Each of them has cracked the code that grants access to capital and influential social networks, but I also wanted to learn about how they approached leadership and management, hear some of their strategies for building confidence and find out whether generic best practices for startup success applied to their lived experiences.

Thanks again to the panelists who joined me. We went slightly over our allotted time, but it was a candid discussion that uncovered some unique perspectives. I picked out some of the highlights for the recap, but there’s a video that captures the entire chat.
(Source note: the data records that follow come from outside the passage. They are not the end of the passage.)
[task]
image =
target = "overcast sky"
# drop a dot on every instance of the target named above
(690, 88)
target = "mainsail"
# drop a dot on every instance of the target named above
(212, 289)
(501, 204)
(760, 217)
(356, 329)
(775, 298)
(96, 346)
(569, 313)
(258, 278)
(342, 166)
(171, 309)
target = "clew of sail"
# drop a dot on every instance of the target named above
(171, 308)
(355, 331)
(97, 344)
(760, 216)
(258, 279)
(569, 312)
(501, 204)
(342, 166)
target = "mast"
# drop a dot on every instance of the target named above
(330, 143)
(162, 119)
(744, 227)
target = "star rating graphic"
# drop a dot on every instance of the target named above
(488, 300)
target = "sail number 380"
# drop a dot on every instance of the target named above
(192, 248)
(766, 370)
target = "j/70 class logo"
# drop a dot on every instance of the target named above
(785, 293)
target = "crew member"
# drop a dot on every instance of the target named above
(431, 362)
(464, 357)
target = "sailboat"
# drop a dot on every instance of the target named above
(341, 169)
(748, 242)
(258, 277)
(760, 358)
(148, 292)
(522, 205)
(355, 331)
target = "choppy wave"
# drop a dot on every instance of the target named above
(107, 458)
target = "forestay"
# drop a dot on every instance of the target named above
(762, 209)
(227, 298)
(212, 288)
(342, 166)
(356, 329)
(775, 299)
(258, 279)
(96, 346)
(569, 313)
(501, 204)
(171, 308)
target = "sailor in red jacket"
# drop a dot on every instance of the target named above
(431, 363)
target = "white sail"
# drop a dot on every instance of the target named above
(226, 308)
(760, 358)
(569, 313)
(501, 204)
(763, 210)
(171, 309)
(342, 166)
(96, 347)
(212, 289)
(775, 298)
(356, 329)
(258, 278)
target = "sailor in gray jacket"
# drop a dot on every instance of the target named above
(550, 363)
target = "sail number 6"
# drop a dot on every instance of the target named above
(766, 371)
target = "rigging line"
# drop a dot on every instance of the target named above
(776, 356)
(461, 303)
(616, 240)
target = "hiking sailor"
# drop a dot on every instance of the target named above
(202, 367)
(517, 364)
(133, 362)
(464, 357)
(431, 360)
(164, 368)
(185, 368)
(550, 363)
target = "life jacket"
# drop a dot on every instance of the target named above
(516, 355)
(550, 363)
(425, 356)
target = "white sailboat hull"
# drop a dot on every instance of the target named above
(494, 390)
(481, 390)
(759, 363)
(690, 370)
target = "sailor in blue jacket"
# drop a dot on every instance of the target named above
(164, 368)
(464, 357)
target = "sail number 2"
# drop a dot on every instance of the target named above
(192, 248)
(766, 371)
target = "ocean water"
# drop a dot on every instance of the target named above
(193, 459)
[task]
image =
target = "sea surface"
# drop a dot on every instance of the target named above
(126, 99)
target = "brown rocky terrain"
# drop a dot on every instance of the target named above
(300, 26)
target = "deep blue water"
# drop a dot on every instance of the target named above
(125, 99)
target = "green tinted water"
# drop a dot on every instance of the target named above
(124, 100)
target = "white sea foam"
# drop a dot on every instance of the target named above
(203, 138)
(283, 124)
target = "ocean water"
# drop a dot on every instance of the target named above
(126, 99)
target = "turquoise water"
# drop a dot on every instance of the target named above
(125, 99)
Have a great week, and thanks for reading TechCrunch+!

Walter Thompson
Senior Editor, TechCrunch+
@yourprotagonist

Where and when to spend your recently raised dollars

Image Credits: PM Images / Getty Images

Startups have lots of options when it comes to fundraising, with “ample capital, a focus on distributed investing [and] more first-check investors than ever before,” Natasha Mascarenhas writes.

At TechCrunch Disrupt, Harlem Capital’s Henri Pierre-Jacques and BBG Ventures’ Nisha Dua explained how founders should allocate recently raised dollars in today’s environment.

“It’s easier to raise and harder to spend these days, because there’s such a high demand for talent,” Dua said. “The answer for where to spend is going to be different for every company across many different industries.”

Battery chemistry company Sila’s founder Gene Berdichevsky on the science of scaling up

Image Credits: Bryce Durbin

As part of an ongoing series of interviews with founders of transportation companies, Rebecca Bellan spoke to Sila Nano founder Gene Berdichevsky about his company’s efforts to build and scale the next generation of EV batteries.

“We want to be a world leader and do for the energy storage industry what Intel did for the personal computing industry,” he said.

“Intel didn’t make every single chip or the motherboards or the PCs. They made the most important components whose performance drove the adoption of the devices people actually wanted, and the better the microprocessor got, the better computers got, the more people used them and the more the world changed.”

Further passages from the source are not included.